Missourians should send Trudy Busch Valentine to the U.S. Senate.
That’s a sentence we would not have written a year ago, and might not have written three months ago. Busch Valentine, 65 and a Democrat, has never held elective office.
She ran a sometimes lackluster primary campaign. On occasion, she lacked a familiarity with issues. She had to explain her role in the all-white Veiled Prophet Ball in St. Louis, where she was crowned queen in the 1970s, when the celebration still excluded Black people. She promptly apologized.
Since the primary, however, Valentine has shown an impressive streak of passion and energy that would serve Missourians well in Washington. She has worked hard in this campaign. She has earned our endorsement, and your vote.
Perhaps even more emphatically, she is voters’ best chance to avoid electing Republican Eric Schmitt as Missouri’s junior senator to Sen. Josh Hawley.
“I will lead with integrity, and honesty, and respect and dignity,” Busch Valentine said. In those values alone she far outshines Schmitt, the disastrous Missouri attorney general who wants to take his bitter, divisive politics to the U.S. Capitol.
Two other party candidates, Libertarian Jonathan Dine and Paul Venable of the Constitution Party, are also on the ballot.
Valentine’s personal story is compelling. She lost a sister at an early age, and lost her husband to cancer when he was 49, leaving her to raise six children. Both tragedies have informed her understanding of public office.
She shares many values of the Democratic Party. She supports an end to the filibuster, which routinely clogs the Senate and prevents progress. She supports gun safety reforms such as background checks and red flag laws.
Valentine wants to raise the federal minimum wage to $15 an hour. She wants to extend the child tax credit, which lifted more than three million children from poverty.
She strongly supports abortion rights. “A woman deserves the right to choose the health care that she needs, and that includes safe and legal abortion,” the candidate told us. She wants to put the Roe v. Wade framework into federal law.
Yet she shows a streak of independence from the Democratic Party that many Missouri voters would welcome. She’s against defunding police departments, for example. She told us she does not support “Medicare for All,” which is one version of government-guaranteed health insurance. She would oppose the next iteration of the Green New Deal.
We don’t agree with every position she takes. Normally, we’d favor a candidate with more experience in public office. But every election comes down to choices, and in this case voting for Schmitt would be a reckless one. Valentine, for all the wealth she was born with, is thoughtful, engaged and committed to the state. That’s precisely what voters should want in a senator.
Valentine’s bipartisan approach stands in frightening contrast to Schmitt, whose campaign and service as attorney general embarrasses the state on a daily basis.
Schmitt has waged nonstop culture wars in Missouri. He’s fought costly battles against sensible COVID-19 restrictions, putting Missouri lives at risk. He’s filed countless frivolous, unsuccessful lawsuits — against China, immigration, on state tax cuts, student loan forgiveness and others.

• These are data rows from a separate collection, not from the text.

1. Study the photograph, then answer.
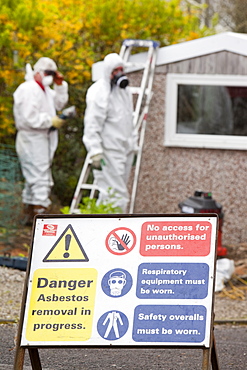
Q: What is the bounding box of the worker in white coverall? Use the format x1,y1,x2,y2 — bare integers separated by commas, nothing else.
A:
14,57,68,224
83,53,137,213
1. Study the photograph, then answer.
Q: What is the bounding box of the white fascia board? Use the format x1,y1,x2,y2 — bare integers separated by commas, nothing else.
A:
156,32,247,65
92,32,247,81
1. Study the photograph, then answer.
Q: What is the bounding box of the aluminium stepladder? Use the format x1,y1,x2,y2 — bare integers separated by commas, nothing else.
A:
70,39,159,214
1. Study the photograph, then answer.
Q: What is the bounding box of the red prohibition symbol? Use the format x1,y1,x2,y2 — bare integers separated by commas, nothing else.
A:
105,227,136,256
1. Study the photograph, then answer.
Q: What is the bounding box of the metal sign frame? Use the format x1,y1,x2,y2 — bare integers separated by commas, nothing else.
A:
14,214,219,370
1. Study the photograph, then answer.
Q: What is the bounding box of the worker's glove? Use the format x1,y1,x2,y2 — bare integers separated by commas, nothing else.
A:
51,116,64,128
91,153,105,170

He seems more interested in Fox News appearances than serving the people who pay his salary.
Schmitt was an aggressive member of the Big Lie coalition that sued to stop President Joe Biden from taking office. In that, he slandered other states and betrayed democracy.

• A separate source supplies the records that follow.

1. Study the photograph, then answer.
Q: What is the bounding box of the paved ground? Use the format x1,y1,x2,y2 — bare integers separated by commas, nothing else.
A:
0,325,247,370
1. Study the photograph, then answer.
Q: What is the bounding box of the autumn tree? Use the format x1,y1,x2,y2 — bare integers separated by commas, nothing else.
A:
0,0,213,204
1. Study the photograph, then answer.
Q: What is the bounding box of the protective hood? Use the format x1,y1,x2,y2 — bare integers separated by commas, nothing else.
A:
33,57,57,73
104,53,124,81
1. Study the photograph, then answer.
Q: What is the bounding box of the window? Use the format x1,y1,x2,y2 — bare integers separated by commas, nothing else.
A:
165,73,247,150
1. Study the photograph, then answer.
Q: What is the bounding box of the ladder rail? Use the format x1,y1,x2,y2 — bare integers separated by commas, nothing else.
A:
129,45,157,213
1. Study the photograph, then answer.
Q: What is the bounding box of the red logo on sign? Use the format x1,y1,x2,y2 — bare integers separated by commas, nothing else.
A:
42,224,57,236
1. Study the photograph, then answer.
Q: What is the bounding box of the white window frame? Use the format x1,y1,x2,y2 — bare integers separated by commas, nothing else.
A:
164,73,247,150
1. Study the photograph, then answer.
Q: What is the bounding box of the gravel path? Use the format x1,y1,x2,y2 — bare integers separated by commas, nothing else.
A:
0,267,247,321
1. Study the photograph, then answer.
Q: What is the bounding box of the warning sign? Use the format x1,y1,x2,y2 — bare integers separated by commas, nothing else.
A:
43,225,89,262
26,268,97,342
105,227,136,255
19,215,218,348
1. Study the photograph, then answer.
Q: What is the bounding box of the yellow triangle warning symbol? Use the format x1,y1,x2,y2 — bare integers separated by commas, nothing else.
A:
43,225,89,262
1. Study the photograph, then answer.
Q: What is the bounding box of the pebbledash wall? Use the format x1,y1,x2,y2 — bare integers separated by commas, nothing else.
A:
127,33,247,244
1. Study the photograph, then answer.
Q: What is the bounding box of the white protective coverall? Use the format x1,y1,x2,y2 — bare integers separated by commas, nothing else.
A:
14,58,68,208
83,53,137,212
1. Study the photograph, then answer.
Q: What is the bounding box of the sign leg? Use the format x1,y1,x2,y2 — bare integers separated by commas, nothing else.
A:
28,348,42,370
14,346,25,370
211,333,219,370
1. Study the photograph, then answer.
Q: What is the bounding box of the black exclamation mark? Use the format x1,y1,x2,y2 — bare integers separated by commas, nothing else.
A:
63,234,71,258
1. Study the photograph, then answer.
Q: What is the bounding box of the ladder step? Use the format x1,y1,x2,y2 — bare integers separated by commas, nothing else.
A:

He declined to speak with us, and has ducked debates.
He cannot defend his record. It’s hard to imagine a worse outcome for Missouri than two senators named Josh Hawley and Eric Schmitt. If Schmitt prevails, the state that sent Harry Truman, Jack Danforth, Stuart Symington and Roy Blunt to the Senate will know the deep shame of electing two right-wing caricatures to represent their interests.
There is another way. Missourians can send Trudy Busch Valentine to the U.S. Senate, and we urge them to do so.